A Review of FileSalvage from SubRosaSoft.

Data loss can feel like mind amputation. I accidentally deleted a directory full of photographs that were important to my work. Desperate, I paid $80 for SubRosaSoft's FileSalvage for OSX (versions 4.1.1), figuring it was worth the time and effort and heartbreak I would save, being able to recover my lost JPGs.

Not exactly. FileSalvage is a crash-prone, poorly-documented program with a somewhat crude interface and zero online support, save for an email address. It barely does what it promises, with few thrills and negligable UI. Ultimately, I found it wasn't worth the money, which broke my heart because most of what I read online made me think it was good, solid software.

a scanner, slowly

Firstly, FileSalvage needed to scan my entire hard drive. 75 gigabytes; it takes about an hour. The manual claims there's a "scan free space only" button on the interface, but it never appeared on my screen and I couldn't figure out why.

After scanning my hard drive, FileSalvage came up with a list of all the files I might be able to recover: 10,997 jpgs were listed. Each one had the name "File.jpg" and no date listed, only a file size. Unfortunately, the file size was not a useful measurement - some AIM icons were listed as 20 megabytes. The 10,000 number came from the vast numbers of deleted web cache files included; banners and graphics from web sites.

crash, preview, crash

Fortunately, you could preview each picture, to see if it was worth recovering. Unfortunately, you could only preview one picture at a time, and each picture took 3-5 seconds to come up. It made rapid scanning impossible, so I resigned myself to sit through and deliberately poke through the listings to find my few valuable JPGs.

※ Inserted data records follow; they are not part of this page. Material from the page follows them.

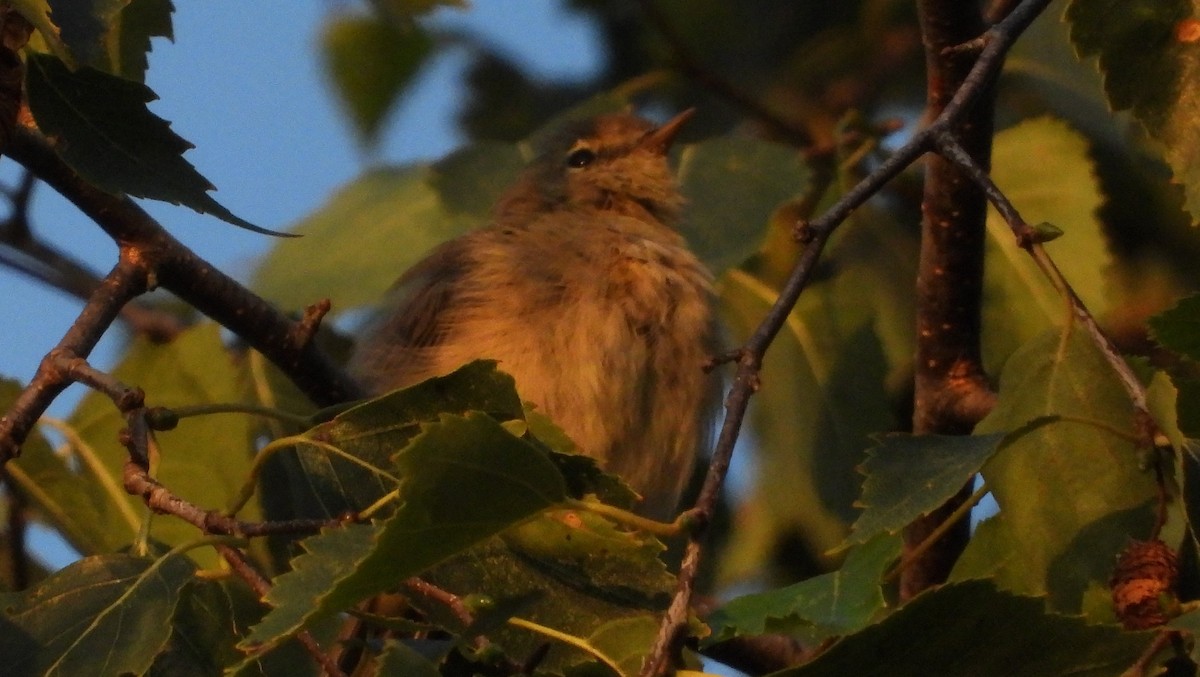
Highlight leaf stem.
[883,483,991,582]
[565,498,690,538]
[508,617,624,675]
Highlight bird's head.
[494,109,692,224]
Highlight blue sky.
[0,0,601,565]
[0,0,600,415]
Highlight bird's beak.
[638,108,696,155]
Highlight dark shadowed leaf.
[253,166,484,312]
[244,412,565,646]
[706,537,900,646]
[846,432,1006,544]
[421,510,674,673]
[322,14,433,145]
[377,640,440,677]
[774,581,1154,677]
[953,326,1157,612]
[677,137,809,274]
[1067,0,1200,222]
[0,555,193,676]
[983,118,1112,370]
[0,379,113,555]
[25,53,272,233]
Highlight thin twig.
[641,0,1050,677]
[216,544,346,677]
[124,461,342,538]
[0,170,184,341]
[0,250,146,463]
[0,127,361,463]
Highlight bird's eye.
[566,148,596,169]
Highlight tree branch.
[900,0,998,599]
[641,0,1050,677]
[0,127,361,462]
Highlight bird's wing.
[350,239,466,393]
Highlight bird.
[350,109,719,519]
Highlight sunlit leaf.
[0,555,193,676]
[953,326,1157,611]
[983,118,1111,366]
[1066,0,1200,222]
[8,0,74,65]
[707,537,900,646]
[774,581,1154,677]
[108,0,175,82]
[25,53,271,233]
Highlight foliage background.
[0,0,600,565]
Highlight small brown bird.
[352,110,714,516]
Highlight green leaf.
[25,53,277,234]
[8,0,74,66]
[242,412,565,647]
[721,261,911,577]
[677,137,809,274]
[953,326,1157,611]
[428,139,529,220]
[1066,0,1200,221]
[252,166,487,312]
[108,0,175,83]
[706,537,900,646]
[290,360,522,517]
[0,379,112,553]
[846,432,1007,544]
[376,640,440,677]
[26,324,259,565]
[0,555,193,676]
[1148,294,1200,360]
[39,0,164,74]
[322,16,433,145]
[414,509,676,672]
[587,615,660,675]
[774,581,1154,677]
[150,579,265,677]
[983,118,1112,369]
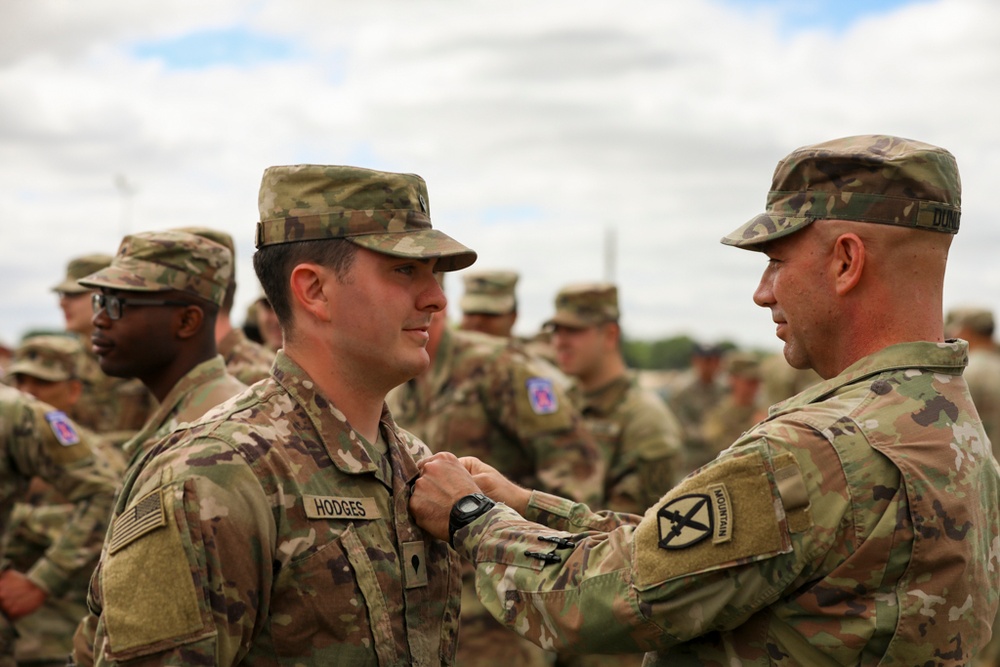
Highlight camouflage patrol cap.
[80,230,233,306]
[459,271,518,315]
[7,336,84,382]
[722,135,962,250]
[174,227,236,282]
[944,306,995,338]
[255,164,476,271]
[52,253,112,294]
[545,283,619,329]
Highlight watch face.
[458,497,479,512]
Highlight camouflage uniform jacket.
[0,385,118,596]
[455,341,1000,667]
[582,375,682,514]
[219,329,274,386]
[122,355,246,470]
[387,330,604,503]
[69,340,156,445]
[90,352,459,667]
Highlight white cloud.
[0,0,1000,348]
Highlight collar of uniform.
[768,339,969,417]
[271,350,392,480]
[583,375,632,416]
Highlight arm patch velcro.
[635,450,791,590]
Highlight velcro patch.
[525,377,559,415]
[402,541,427,588]
[45,410,80,447]
[108,489,167,554]
[302,496,382,521]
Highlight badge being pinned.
[45,410,80,447]
[527,378,559,415]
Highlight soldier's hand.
[410,452,481,542]
[459,456,531,515]
[0,570,49,621]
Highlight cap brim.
[79,266,170,292]
[346,229,477,271]
[721,213,815,250]
[7,361,72,382]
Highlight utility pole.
[115,174,137,238]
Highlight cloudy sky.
[0,0,1000,349]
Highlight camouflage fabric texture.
[455,341,1000,667]
[0,385,118,657]
[386,330,604,667]
[219,329,274,386]
[7,336,85,382]
[52,253,114,294]
[581,375,684,514]
[667,376,726,473]
[84,352,460,667]
[458,271,519,315]
[545,283,620,329]
[79,231,233,306]
[722,135,962,250]
[255,164,476,271]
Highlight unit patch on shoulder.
[526,377,559,415]
[656,484,732,550]
[45,410,80,447]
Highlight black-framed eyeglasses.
[90,292,191,320]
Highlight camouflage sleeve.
[455,440,847,653]
[8,401,117,596]
[504,357,605,504]
[90,436,277,665]
[607,392,683,513]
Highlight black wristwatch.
[448,493,496,546]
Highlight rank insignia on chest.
[526,378,559,415]
[656,484,732,550]
[45,410,80,447]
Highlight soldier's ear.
[289,262,337,322]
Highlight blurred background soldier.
[0,385,117,667]
[702,351,767,463]
[546,283,682,667]
[667,343,726,473]
[177,227,274,385]
[386,302,604,667]
[4,336,125,666]
[458,271,518,338]
[52,254,154,445]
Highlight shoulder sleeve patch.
[45,410,80,447]
[635,450,791,589]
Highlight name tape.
[302,496,382,521]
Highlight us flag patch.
[527,378,559,415]
[108,489,167,554]
[45,410,80,447]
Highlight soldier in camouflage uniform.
[76,165,476,667]
[411,136,1000,667]
[702,352,766,459]
[52,254,154,445]
[177,227,274,385]
[667,343,726,473]
[545,283,682,667]
[4,336,125,666]
[387,302,604,667]
[0,385,117,667]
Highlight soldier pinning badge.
[45,410,80,447]
[526,377,559,415]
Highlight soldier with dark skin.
[411,135,1000,666]
[76,165,476,667]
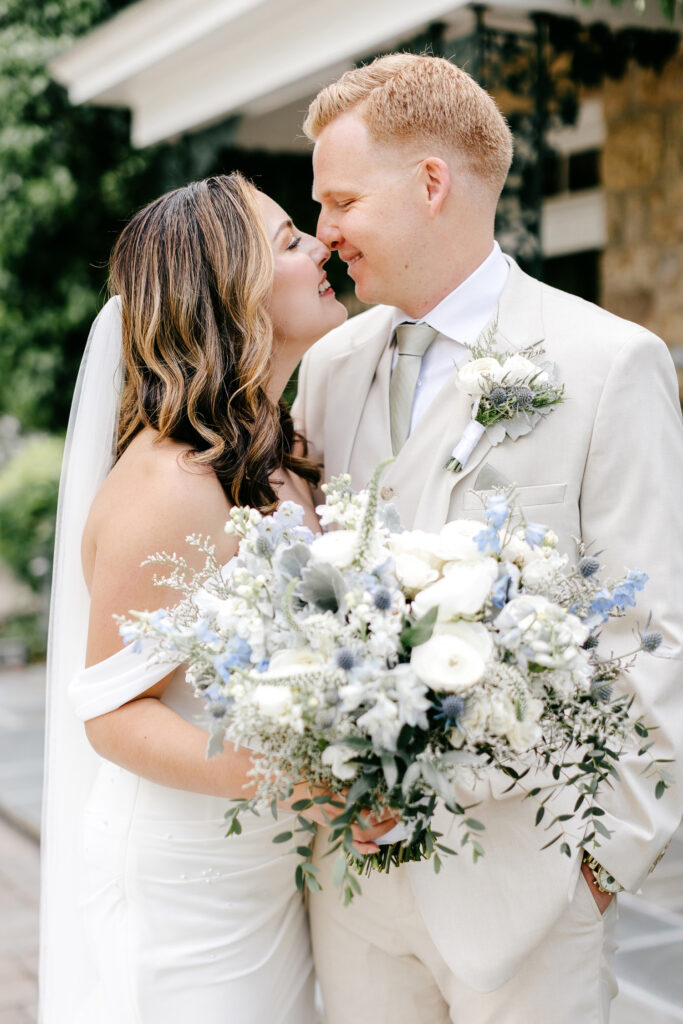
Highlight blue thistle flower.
[591,680,614,702]
[579,555,600,580]
[337,647,355,672]
[373,587,391,611]
[626,569,649,590]
[434,693,465,725]
[488,387,508,409]
[515,384,533,409]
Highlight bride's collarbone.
[270,469,321,531]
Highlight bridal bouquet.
[121,468,669,901]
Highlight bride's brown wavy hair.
[110,173,321,512]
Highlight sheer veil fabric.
[40,296,123,1024]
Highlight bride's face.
[258,193,346,361]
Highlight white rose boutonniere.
[444,324,564,473]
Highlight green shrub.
[0,436,63,591]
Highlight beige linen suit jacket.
[294,261,683,991]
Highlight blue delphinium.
[588,590,614,625]
[474,526,501,555]
[490,573,512,608]
[213,637,251,683]
[612,569,647,608]
[524,522,548,548]
[483,495,510,529]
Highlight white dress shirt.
[390,242,510,433]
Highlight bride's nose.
[306,234,331,269]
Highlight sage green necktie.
[389,324,438,455]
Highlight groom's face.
[313,113,433,310]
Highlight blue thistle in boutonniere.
[444,324,564,473]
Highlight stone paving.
[0,666,683,1024]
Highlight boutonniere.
[444,324,564,473]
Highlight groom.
[295,54,683,1024]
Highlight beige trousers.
[309,854,616,1024]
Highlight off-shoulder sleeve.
[69,640,177,722]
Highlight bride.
[41,174,368,1024]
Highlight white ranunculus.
[495,594,588,669]
[321,743,358,781]
[310,529,358,569]
[411,633,486,693]
[394,554,441,594]
[522,551,568,592]
[432,618,494,662]
[263,647,325,679]
[502,530,543,569]
[252,683,294,721]
[413,558,498,622]
[435,519,484,562]
[357,693,403,751]
[452,693,490,742]
[488,693,517,736]
[458,358,503,397]
[502,355,550,384]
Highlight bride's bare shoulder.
[84,430,229,557]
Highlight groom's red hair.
[303,53,512,193]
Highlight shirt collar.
[390,242,510,345]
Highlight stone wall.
[592,40,683,388]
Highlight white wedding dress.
[39,299,316,1024]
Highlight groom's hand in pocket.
[351,807,400,857]
[581,864,614,913]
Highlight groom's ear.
[419,157,451,217]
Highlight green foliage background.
[0,0,165,429]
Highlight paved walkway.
[0,666,683,1024]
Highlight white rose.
[458,358,503,397]
[413,558,498,622]
[459,694,490,739]
[502,355,550,384]
[394,554,440,594]
[522,551,568,591]
[488,693,517,736]
[310,529,358,569]
[502,531,543,569]
[432,620,494,662]
[321,743,358,781]
[389,529,443,568]
[252,683,293,721]
[507,718,543,754]
[411,633,486,693]
[435,519,484,562]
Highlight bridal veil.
[40,297,123,1024]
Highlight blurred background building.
[0,0,683,659]
[0,0,683,1024]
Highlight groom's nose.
[315,210,341,250]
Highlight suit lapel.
[325,257,544,530]
[385,260,544,530]
[325,307,393,486]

Then, as I was paging through the JPGs, the program crashed.

I re-launched FileSalvage, rescanned my entire hard drive, and attempted to see what the 12,000 TIFFs listed could have been. Then FileSalvage crashed again.

no help

In the midst of this heartache and toil, I turned to the help menu. It's a very barebones listing of the program's features, without any explanations for anything. Largely useless, and certainly not the type of support I'd expect for "mission critical" type software.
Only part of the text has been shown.